10 October 2010

Realizations inspired by canine quirks

Despite having had a rough day, while reading in the most secluded room in the house tonight, I couldn't help but smile at the weirdness of my brother's family's dog's behaviors during his nightly routine: attempting to dig a hole in the carpet next to the couch, daintily but vigorously nibbling itchy spots on his leg with awkwardly exposed teeth, looking at me out of the corner of his eyes like he's slightly self-conscious about this habit, fluffing and re-fluffing his bed and walking around on it in tight little prancing circles to get it just right, lying down, then repeating because it apparently wasn't quite right after all... These were all behaviors I haven't noticed during the day when he's eating, playing, napping, begging, or out for walks.
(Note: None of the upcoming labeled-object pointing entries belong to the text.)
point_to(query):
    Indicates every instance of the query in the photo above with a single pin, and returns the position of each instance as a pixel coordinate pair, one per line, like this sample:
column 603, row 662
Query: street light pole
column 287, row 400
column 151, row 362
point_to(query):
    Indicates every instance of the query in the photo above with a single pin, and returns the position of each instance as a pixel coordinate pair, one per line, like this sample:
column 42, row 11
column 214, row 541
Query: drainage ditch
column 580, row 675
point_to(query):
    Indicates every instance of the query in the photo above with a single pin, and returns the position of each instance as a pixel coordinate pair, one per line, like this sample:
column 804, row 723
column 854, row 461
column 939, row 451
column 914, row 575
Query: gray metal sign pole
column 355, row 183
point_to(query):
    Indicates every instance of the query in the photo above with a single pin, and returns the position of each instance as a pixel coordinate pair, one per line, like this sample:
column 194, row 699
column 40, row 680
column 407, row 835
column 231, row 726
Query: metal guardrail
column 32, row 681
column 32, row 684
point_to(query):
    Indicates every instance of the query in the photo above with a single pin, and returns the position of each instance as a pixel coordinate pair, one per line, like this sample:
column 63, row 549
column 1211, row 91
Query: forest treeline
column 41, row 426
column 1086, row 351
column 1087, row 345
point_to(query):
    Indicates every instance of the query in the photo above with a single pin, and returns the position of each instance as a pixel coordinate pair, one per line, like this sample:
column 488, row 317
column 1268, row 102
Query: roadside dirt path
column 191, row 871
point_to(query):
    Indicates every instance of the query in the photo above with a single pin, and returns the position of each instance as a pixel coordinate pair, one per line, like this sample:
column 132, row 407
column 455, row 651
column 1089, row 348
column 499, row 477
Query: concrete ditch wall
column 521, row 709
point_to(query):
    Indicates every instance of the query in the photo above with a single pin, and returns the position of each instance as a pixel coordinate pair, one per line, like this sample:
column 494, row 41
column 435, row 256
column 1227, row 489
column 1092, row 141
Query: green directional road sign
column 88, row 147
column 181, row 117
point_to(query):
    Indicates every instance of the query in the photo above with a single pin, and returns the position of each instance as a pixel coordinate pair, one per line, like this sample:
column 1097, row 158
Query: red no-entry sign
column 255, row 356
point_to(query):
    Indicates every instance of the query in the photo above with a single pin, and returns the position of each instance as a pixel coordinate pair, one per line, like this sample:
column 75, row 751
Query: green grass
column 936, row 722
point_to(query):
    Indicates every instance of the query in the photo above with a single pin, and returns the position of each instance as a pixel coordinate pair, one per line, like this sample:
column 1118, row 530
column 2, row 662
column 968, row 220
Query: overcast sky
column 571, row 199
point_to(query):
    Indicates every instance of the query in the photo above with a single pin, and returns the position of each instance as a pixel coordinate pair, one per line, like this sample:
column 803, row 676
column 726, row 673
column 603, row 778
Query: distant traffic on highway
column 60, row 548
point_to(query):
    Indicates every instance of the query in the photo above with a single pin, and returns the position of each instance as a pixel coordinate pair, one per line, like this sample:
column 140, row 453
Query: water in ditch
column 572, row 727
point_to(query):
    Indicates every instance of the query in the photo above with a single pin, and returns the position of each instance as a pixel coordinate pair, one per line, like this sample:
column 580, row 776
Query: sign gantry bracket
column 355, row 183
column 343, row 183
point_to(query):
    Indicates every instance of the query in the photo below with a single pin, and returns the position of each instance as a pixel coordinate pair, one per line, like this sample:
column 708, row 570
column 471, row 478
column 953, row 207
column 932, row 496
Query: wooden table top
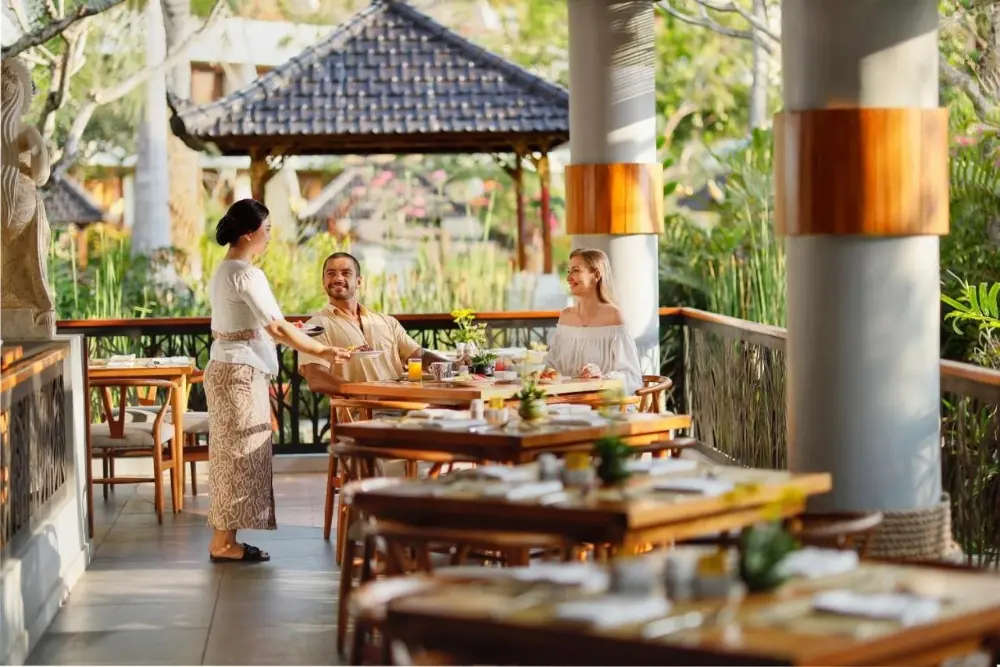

These are the quiet little behaviors he does when there's nothing to beg for, nothing to eat, nobody to play with, no energy to go walking with.

As I sat watching bemused from the couch, I thought, "This is the stuff that endears me to the critter. ...Heck, this is the stuff that endears me to people, too." As much as many people seem to "have to adjust" to others' idiosyncrasies and quirky behaviors they do when they think nobody is looking or out of habit without realizing it, I've realized those are the very behaviors and quirks which often most quickly endear me to someone. I have a habit of people-watching, but I'm usually not so much making up stories about them in my mind as watching for their general temperament and gestures, or the quirky little things they do differently from most people. And as silly as it may be, I feel like I get to know someone more at one overnighter where I see their nightly routine or catch glimpses of their late-night, less-guarded demeanor somewhere between alertness and sleep than I will in three hours of lunch conversation in which they put on their best face.

In short, quirks aren't something I feel like I have to get past or overcome about people (except for those rare, uncomfortable ones like reaching into their underwear to scratch deep in their rear end then handing you a glass of water without washing their hands...those kind are not so endearing, even if revealing) but glimpses into a person which I look forward to seeing when I'm really interested in getting to know someone and which endear me to someone more quickly than just about anything they might say or do when trying to be as "normal" as they think most people want them to be.